In early January 1494, the fleet of Columbus’s second voyage anchored at the site where he founded “Española’s” first permanent European settlement—named Isabela in honor of the queen. Most modern historians roundly criticize Columbus’s selection of the site, but my dramatization of his thinking in Encounters Unforeseen’s sequel (almost completed!) won’t be so negative. He had reconnoitered Española’s northern coast during his first voyage and spotted potential natural harbors available. Here are photos of alternatives he considered carefully on the second voyage and of Isabela.
In November 1493, Columbus explored west of Chief Guacanagarí’s main township (at modern Bord de Mer de Limonade, Haiti), likely surveying the harbor at Cape Haitien (photo below taken from Point Picolet). He rejected the site because he believed its merits were insufficient to justify its distance from Española’s “gold mines,” which he believed lay farther east.
In early December 1493, Columbus’s fleet sheltered in the bay beside the high promontory he’d named Monte Christi, now Cabo del Morro, Dominican Republic, but he found the terrain too damp for settlement.
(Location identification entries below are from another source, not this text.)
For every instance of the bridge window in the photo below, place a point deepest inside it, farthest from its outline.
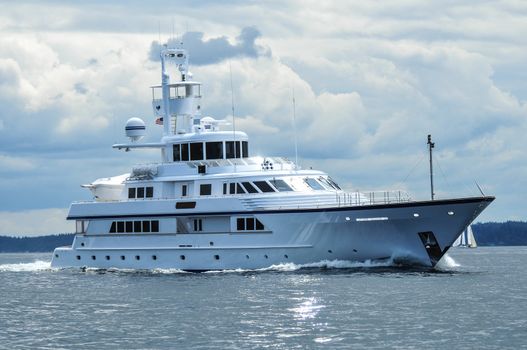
(196, 151)
(149, 192)
(184, 152)
(214, 150)
(264, 186)
(176, 152)
(198, 225)
(134, 226)
(314, 184)
(280, 185)
(245, 149)
(249, 187)
(240, 189)
(229, 149)
(140, 192)
(249, 224)
(205, 189)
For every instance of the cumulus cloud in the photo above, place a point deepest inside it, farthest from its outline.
(371, 80)
(209, 51)
(35, 222)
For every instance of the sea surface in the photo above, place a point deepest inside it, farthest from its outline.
(476, 299)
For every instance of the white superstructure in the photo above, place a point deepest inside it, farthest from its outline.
(209, 204)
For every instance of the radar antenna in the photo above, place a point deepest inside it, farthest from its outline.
(430, 146)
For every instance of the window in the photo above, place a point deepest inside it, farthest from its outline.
(214, 150)
(81, 226)
(249, 187)
(146, 226)
(184, 151)
(240, 189)
(333, 183)
(120, 226)
(134, 226)
(196, 151)
(314, 184)
(149, 192)
(245, 149)
(198, 225)
(205, 189)
(280, 185)
(175, 151)
(264, 186)
(240, 224)
(229, 149)
(326, 184)
(249, 224)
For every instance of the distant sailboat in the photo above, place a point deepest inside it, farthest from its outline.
(466, 239)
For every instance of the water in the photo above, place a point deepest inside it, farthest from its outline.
(477, 299)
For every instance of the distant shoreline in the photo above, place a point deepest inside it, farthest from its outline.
(489, 234)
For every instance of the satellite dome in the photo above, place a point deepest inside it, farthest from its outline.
(135, 129)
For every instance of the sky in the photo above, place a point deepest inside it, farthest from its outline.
(370, 79)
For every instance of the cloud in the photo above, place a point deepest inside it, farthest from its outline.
(35, 222)
(214, 50)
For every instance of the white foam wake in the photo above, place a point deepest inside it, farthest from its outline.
(325, 264)
(38, 265)
(447, 263)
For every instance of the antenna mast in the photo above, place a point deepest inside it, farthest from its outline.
(294, 130)
(430, 146)
(233, 120)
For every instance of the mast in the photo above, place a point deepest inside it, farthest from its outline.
(430, 146)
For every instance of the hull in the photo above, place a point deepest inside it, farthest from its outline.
(410, 233)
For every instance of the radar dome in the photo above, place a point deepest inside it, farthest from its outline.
(135, 129)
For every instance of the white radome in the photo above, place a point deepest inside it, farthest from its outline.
(135, 129)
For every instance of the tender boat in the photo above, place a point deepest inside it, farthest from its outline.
(210, 205)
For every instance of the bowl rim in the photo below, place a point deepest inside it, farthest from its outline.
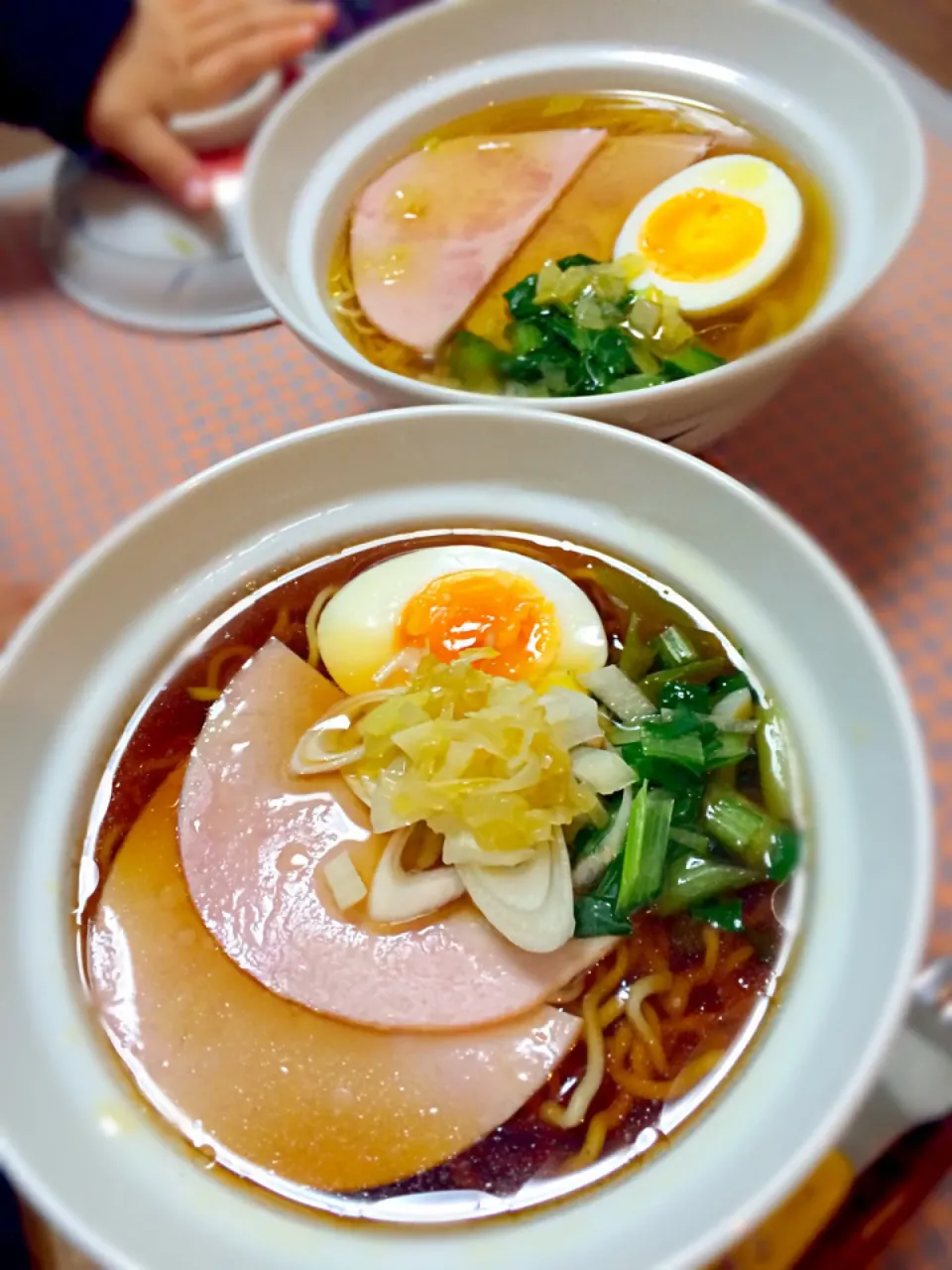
(892, 1005)
(789, 345)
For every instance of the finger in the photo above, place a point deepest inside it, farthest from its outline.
(146, 143)
(230, 71)
(259, 21)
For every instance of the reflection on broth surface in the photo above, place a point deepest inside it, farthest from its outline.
(453, 286)
(246, 1012)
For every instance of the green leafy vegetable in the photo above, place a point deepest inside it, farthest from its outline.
(687, 806)
(726, 915)
(696, 842)
(728, 684)
(670, 775)
(645, 849)
(475, 362)
(685, 751)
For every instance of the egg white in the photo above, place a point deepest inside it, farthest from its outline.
(760, 182)
(358, 629)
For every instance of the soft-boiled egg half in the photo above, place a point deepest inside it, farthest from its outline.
(452, 598)
(715, 234)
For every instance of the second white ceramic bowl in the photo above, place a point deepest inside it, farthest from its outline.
(800, 81)
(71, 1130)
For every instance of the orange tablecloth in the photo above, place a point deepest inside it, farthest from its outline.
(94, 421)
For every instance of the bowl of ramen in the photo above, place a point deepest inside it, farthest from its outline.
(593, 204)
(442, 862)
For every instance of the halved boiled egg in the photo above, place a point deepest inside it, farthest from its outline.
(452, 598)
(716, 232)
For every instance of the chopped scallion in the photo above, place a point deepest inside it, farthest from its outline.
(753, 835)
(685, 751)
(595, 919)
(725, 749)
(694, 697)
(726, 915)
(636, 657)
(696, 842)
(697, 672)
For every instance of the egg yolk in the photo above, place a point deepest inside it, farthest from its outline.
(484, 608)
(701, 235)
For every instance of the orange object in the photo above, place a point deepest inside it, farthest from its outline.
(484, 608)
(255, 841)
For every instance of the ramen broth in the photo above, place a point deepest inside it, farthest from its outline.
(249, 1078)
(588, 217)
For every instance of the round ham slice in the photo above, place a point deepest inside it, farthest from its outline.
(430, 232)
(254, 842)
(280, 1093)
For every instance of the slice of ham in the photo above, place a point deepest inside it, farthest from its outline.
(430, 232)
(589, 216)
(282, 1095)
(254, 842)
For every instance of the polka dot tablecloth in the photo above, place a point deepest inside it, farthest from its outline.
(95, 421)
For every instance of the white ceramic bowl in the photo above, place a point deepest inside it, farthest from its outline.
(72, 1134)
(119, 248)
(802, 82)
(234, 122)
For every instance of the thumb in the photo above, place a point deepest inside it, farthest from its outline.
(146, 143)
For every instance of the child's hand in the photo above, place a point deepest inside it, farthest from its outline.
(184, 55)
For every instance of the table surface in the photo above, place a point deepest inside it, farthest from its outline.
(94, 421)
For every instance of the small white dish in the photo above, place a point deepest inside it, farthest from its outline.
(72, 1133)
(234, 123)
(798, 80)
(121, 249)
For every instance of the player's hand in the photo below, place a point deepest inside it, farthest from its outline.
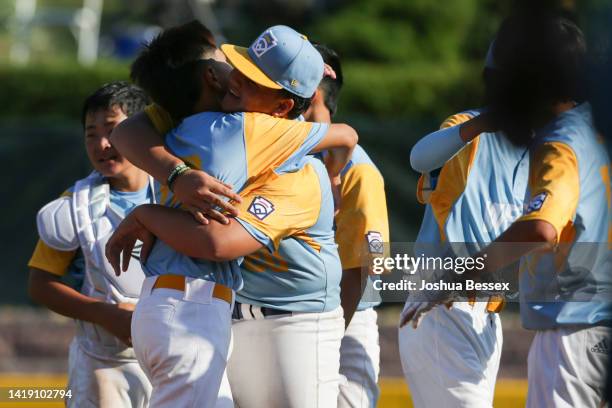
(121, 244)
(117, 320)
(200, 193)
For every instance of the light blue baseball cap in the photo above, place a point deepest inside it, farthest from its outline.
(280, 58)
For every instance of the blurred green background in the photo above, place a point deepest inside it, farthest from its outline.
(407, 64)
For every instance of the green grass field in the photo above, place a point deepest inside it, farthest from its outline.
(394, 392)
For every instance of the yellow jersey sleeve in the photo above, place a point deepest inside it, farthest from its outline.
(281, 206)
(272, 142)
(455, 120)
(554, 183)
(362, 220)
(161, 119)
(51, 260)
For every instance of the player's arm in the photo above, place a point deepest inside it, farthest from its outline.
(179, 230)
(555, 185)
(363, 215)
(139, 138)
(340, 141)
(47, 266)
(436, 148)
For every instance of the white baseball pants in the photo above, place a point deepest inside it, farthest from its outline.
(289, 361)
(182, 344)
(452, 358)
(360, 362)
(567, 367)
(98, 383)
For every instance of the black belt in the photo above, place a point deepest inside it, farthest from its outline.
(253, 311)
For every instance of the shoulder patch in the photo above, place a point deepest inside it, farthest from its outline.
(536, 202)
(375, 242)
(261, 207)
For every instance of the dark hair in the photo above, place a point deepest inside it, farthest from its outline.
(129, 98)
(300, 104)
(169, 68)
(331, 87)
(539, 59)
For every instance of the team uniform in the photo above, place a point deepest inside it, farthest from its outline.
(361, 220)
(288, 322)
(452, 358)
(182, 326)
(74, 229)
(568, 303)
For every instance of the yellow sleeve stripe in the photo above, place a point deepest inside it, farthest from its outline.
(363, 210)
(51, 260)
(455, 120)
(554, 176)
(160, 118)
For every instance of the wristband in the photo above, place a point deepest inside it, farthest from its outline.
(175, 173)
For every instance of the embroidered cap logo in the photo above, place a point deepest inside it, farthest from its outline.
(264, 43)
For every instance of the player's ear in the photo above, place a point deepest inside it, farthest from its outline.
(283, 107)
(212, 78)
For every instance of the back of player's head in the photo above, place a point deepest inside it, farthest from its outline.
(545, 49)
(170, 67)
(539, 59)
(127, 97)
(331, 87)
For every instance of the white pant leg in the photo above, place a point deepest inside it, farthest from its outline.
(360, 362)
(567, 367)
(105, 383)
(287, 361)
(225, 399)
(452, 358)
(182, 347)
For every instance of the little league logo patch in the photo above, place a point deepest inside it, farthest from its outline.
(375, 244)
(264, 43)
(261, 208)
(536, 202)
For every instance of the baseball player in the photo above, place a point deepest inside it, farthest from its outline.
(564, 294)
(261, 148)
(103, 371)
(452, 358)
(361, 222)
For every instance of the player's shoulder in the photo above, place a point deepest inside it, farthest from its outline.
(573, 127)
(204, 126)
(55, 225)
(359, 163)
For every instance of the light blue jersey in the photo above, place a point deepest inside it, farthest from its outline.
(570, 189)
(303, 274)
(477, 194)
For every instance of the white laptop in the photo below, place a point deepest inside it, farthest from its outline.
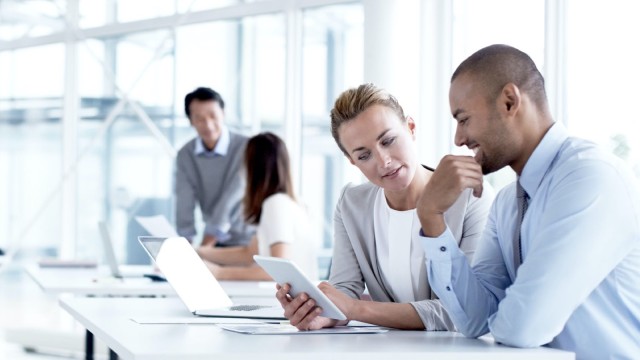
(112, 262)
(195, 284)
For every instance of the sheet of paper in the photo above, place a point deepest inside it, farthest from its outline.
(280, 329)
(192, 320)
(157, 225)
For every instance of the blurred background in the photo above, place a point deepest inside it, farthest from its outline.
(91, 93)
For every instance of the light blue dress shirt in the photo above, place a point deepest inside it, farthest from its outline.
(578, 287)
(221, 149)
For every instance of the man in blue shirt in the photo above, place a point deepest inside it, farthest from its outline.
(208, 173)
(567, 274)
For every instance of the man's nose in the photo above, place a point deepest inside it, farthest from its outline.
(459, 139)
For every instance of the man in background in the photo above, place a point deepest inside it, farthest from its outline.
(208, 173)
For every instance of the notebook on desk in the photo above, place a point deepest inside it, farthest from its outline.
(195, 284)
(112, 262)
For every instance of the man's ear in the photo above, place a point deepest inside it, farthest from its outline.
(412, 126)
(510, 99)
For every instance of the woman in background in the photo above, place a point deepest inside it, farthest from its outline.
(269, 202)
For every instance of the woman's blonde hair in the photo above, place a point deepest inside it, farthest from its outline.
(354, 101)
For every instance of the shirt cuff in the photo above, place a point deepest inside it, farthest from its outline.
(221, 236)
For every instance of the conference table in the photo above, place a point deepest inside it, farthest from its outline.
(123, 325)
(98, 282)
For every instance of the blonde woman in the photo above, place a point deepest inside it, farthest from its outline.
(376, 240)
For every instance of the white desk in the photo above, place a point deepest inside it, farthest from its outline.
(109, 319)
(98, 282)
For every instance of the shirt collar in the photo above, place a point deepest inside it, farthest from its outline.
(536, 167)
(221, 148)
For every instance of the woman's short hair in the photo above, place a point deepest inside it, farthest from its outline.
(268, 170)
(354, 101)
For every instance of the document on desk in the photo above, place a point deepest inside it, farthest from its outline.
(286, 329)
(157, 225)
(192, 320)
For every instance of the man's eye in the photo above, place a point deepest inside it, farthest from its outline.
(389, 141)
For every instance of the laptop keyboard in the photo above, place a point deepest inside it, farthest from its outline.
(247, 307)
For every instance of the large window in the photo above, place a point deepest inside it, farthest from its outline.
(602, 75)
(332, 61)
(92, 115)
(31, 146)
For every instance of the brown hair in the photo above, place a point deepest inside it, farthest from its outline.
(354, 101)
(266, 161)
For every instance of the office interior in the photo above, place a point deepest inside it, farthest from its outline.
(91, 102)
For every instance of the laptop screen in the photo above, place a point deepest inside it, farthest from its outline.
(185, 272)
(152, 245)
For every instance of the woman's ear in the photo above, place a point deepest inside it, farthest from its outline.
(411, 124)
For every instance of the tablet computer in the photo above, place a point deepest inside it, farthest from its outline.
(284, 271)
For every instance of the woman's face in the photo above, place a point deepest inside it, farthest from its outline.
(382, 146)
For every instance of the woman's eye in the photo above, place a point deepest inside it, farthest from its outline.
(389, 141)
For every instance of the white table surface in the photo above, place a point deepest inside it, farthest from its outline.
(97, 281)
(110, 320)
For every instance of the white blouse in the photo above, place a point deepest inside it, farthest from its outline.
(399, 252)
(284, 220)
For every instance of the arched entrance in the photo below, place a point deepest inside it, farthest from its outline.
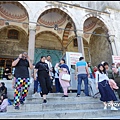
(53, 42)
(48, 43)
(13, 35)
(97, 41)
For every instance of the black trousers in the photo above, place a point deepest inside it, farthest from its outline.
(45, 82)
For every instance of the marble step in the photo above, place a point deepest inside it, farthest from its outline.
(56, 106)
(62, 114)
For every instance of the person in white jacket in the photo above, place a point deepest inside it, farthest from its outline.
(4, 104)
(102, 83)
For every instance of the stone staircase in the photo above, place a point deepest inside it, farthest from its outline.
(58, 107)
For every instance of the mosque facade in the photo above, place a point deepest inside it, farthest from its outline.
(55, 27)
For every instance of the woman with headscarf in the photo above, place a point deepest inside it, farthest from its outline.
(106, 92)
(43, 77)
(63, 70)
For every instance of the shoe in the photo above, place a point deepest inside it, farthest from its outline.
(105, 108)
(114, 108)
(77, 95)
(41, 94)
(65, 96)
(35, 94)
(17, 107)
(21, 102)
(44, 101)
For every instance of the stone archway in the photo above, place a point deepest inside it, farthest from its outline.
(98, 41)
(100, 49)
(49, 18)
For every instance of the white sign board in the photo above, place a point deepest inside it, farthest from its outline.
(74, 57)
(116, 59)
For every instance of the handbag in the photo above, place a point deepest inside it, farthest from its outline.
(65, 77)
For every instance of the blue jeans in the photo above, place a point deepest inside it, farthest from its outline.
(91, 76)
(57, 85)
(37, 87)
(80, 78)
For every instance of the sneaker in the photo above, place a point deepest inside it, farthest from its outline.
(105, 108)
(21, 102)
(44, 101)
(35, 94)
(114, 108)
(17, 107)
(41, 94)
(65, 96)
(77, 95)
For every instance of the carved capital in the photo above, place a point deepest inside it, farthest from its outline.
(79, 33)
(32, 26)
(111, 38)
Columbus then sailed east toward two harbors he’d admired on the first voyage, the first a perfectly encircled inlet at modern Luperón, Dominican Republic, with a river he’d named Río de Gracia, and the second beneath a towering peak he’d named Monte Plata, at modern Puerto Plata. But the fleet fought storms and blistering headwinds for three weeks, and Columbus soon dispatched most of it back to languish at Monte Christi while he advanced in the nimblest caravels. He was disappointed on inspecting the inlet at Río de Gracia, likely concluding the river supplied insufficient water for his twelve hundred men and livestock. He could see Monte Plata’s pinnacle from the inlet’s outer bays (in first photo below), but a violent storm prevented his caravels from reaching the harbor at Monte Plata’s base (the second photo).
In late December, Columbus retreated to Monte Christi to reunite with his fleet and lead it to a site he’d reluctantly chosen, desperate to debark his men and livestock, exhausted from three months at sea. There was a cove protected from the easterly gales between Monte Christi and Río de Gracia, with a gushing river ample to support everyone (the Bajabonico), a stone quarry ideal for constructing permanent buildings, and a headland defensible from attack. Taínos weren’t resident on the headland, and, although Columbus didn’t know it, the area was borderland between the chiefdoms of Guacanagarí, Guarionex, and Mayobanex. The first photo shows the cove and site for Isabela from a distance. The second is taken from the likely mouth of the Bajabonico in 1494, the thatched roof being the preserved site of Columbus’s fortified residence.